The freeways connecting Al-Ain, Abu Dhabi, and Dubai form a geographic triangle in the country, each city being roughly 130 kilometres (81 mi) from the other two. Al-Ain is known as the "Garden City" (Arabic: مَدِيْنَة ٱلْحَدِيْقَة, romanized: Madīnat Al-Ḥadīqah, lit. 'City of The Garden') of Abu Dhabi, the UAE or the Gulf, due to its greenery, particularly with regard to the city's oases, parks, tree-lined avenues and decorative roundabouts, with there being strict height controls on new buildings, to no more than seven floors, and according to one author, an oasis around Al-Ain and Al-Hasa in Saudi Arabia are the most important in the Arabian Peninsula.
That said, the region of Al-Ain and Al-Buraimi, altogether Tawam or Al-Buraimi Oasis, is of cultural and historical importance. For example, the area witnessed events relevant to the history of Islam during the Rashidun, Umayyad and Abbasid eras, similar to Dibba and Ras Al-Khaimah.
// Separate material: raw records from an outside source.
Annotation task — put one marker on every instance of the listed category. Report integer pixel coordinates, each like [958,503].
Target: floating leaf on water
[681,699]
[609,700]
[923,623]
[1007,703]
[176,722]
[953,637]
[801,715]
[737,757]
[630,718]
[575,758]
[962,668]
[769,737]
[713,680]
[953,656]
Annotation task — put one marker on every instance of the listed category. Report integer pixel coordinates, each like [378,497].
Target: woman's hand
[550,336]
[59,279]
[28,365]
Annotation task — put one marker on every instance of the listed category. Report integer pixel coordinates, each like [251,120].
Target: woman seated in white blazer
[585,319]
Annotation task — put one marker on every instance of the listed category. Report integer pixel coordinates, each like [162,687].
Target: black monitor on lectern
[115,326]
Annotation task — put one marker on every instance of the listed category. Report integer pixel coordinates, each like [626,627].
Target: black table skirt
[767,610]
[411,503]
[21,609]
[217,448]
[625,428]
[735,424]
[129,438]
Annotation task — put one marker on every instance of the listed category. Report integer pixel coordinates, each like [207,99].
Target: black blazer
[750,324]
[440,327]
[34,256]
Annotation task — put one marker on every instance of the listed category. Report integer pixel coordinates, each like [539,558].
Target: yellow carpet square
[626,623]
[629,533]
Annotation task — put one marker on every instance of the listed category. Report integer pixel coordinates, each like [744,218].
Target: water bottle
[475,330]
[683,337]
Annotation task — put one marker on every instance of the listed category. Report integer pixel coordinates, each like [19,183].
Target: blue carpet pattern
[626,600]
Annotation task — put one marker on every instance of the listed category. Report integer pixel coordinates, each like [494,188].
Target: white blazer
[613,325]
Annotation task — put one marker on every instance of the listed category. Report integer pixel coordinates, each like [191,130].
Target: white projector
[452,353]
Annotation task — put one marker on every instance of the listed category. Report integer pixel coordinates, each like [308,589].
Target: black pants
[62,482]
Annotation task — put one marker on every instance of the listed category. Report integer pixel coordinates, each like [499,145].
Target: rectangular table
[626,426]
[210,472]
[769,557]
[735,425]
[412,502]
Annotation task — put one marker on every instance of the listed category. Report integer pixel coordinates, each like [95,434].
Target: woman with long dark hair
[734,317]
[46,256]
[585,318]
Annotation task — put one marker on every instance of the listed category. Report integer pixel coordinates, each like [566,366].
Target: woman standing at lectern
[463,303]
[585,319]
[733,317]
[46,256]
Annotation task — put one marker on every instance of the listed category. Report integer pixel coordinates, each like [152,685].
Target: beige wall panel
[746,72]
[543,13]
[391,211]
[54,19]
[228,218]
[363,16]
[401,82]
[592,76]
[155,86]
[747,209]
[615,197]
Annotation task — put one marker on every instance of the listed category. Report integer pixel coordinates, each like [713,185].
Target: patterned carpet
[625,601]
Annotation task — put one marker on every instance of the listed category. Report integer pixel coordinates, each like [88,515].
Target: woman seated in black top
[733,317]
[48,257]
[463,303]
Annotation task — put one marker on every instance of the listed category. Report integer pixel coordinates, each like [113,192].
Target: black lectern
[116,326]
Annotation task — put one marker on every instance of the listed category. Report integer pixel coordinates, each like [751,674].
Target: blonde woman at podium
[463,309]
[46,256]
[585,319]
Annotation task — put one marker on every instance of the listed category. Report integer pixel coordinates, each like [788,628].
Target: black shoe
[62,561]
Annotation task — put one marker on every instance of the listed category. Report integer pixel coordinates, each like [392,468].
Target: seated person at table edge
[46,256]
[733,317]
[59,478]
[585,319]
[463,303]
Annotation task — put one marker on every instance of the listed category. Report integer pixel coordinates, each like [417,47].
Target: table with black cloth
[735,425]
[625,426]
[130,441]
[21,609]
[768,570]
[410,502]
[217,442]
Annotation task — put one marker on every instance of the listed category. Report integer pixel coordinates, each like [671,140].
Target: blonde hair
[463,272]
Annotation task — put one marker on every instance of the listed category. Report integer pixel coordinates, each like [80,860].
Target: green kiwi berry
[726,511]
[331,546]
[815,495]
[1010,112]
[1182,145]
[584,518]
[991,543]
It was where Sheikh Zayed bin Sultan Al Nahyan, the founder of the United Arab Emirates, spent much of his life, at least since 1927, before becoming the Ruler of the Emirate of Abu Dhabi in 1966. Though it is often held that he was born in Abu Dhabi, some hold the view that he was born in Al-Ain.
Al-Ain may also be the site of the oldest mosque in the country, in the premises of the Sheikh Khalifa Mosque.